- Born: May 2, 1900 Granville, New York
- Died: March 19, 1977 (aged 76) Denton, Texas
- Occupation: Music educator
- Awards: Guggenheim Fellowship

Academic background
- Alma mater: Vassar College, Columbia University, Harvard University

Academic work
- Discipline: Musicology
- Institutions: North Texas State Teachers College, Florida State College for Women, Hunter College

= Helen Margaret Hewitt =

Musicologist and music educator

Helen Margaret Hewitt (May 2, 1900 – March 19, 1977) was an American musicologist and music educator, who received a Guggenheim Fellowship to study sacred music in Paris in 1947. She was best known for her scholarly editions of sixteenth-century Venetian music incunabula printed by Ottaviano Petrucci.

==Early life and education==
Helen Margaret Hewitt was born in Granville, New York. She graduated from Vassar College in 1921, and from Eastman School of Music in 1925. She continued her studies in France, at the American Conservatory, where she worked with Charles-Marie Widor in organ performance, and Nadia Boulanger in harmony. She then studied at the Curtis Institute of Music in Philadelphia with Lynnwood Farnam (1928-1930) and then earned a master's degree at Union Theological Seminary in 1932, and another master's degree at Columbia University the following year. Hewitt completed doctoral studies at Harvard University in 1938. She was the first woman to earn a doctorate in music at Harvard.

==Career==
Hewitt taught music at Potsdam, New York, at the Florida State College for Women, and at Hunter College, before joining the faculty at North Texas State Teachers College in 1942. She was a professor at North Texas until she retired in 1969, and helped to found the doctoral program in music during her tenure there. She and her students gave organ recitals at the campus's main auditorium.

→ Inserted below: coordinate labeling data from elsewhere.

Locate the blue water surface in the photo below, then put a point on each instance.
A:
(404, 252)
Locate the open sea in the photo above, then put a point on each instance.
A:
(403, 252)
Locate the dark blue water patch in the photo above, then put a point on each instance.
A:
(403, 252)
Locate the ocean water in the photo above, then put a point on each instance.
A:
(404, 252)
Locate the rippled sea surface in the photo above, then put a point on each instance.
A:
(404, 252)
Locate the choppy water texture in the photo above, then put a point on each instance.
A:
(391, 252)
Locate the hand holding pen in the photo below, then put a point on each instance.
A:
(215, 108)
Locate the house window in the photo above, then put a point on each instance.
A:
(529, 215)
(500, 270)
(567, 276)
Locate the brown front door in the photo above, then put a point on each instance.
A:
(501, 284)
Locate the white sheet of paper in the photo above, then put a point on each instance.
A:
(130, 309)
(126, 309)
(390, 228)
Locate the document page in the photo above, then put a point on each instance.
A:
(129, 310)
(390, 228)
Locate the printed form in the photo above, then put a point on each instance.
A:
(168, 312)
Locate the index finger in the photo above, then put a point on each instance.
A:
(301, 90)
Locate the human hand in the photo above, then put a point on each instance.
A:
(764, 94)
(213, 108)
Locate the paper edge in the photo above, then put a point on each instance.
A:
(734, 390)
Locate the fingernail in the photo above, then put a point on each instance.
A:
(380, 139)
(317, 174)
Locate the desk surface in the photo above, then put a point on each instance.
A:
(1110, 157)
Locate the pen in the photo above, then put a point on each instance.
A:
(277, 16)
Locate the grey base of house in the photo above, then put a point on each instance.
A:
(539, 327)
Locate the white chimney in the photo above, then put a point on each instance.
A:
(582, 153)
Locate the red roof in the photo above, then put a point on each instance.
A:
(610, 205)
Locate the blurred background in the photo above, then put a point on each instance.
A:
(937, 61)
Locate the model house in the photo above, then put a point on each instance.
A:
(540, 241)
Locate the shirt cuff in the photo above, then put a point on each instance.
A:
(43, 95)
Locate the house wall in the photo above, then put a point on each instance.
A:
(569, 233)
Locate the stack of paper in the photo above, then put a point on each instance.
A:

As a scholar, she produced authoritative editions of sixteenth-century Venetian compositions, including the Harmonice Musices Odhecaton compiled and edited the publication Doctoral Dissertations in Musicology from 1952 to 1965, translated Bach scholarship from German, and was awarded a Guggenheim Fellowship in 1947. In 1972, she was the recipient of the Elizabeth Mathias Award from Mu Phi Epsilon. In 1968 she was given an honorary Doctor of Letters degree from Smith College.

==Personal life==
Hewitt died in Denton, Texas in 1977, age 76. Her papers are now held by the music library at the University of North Texas College of Music. The Helen Hewitt Organ Scholarship Fund at North Texas was named in her memory.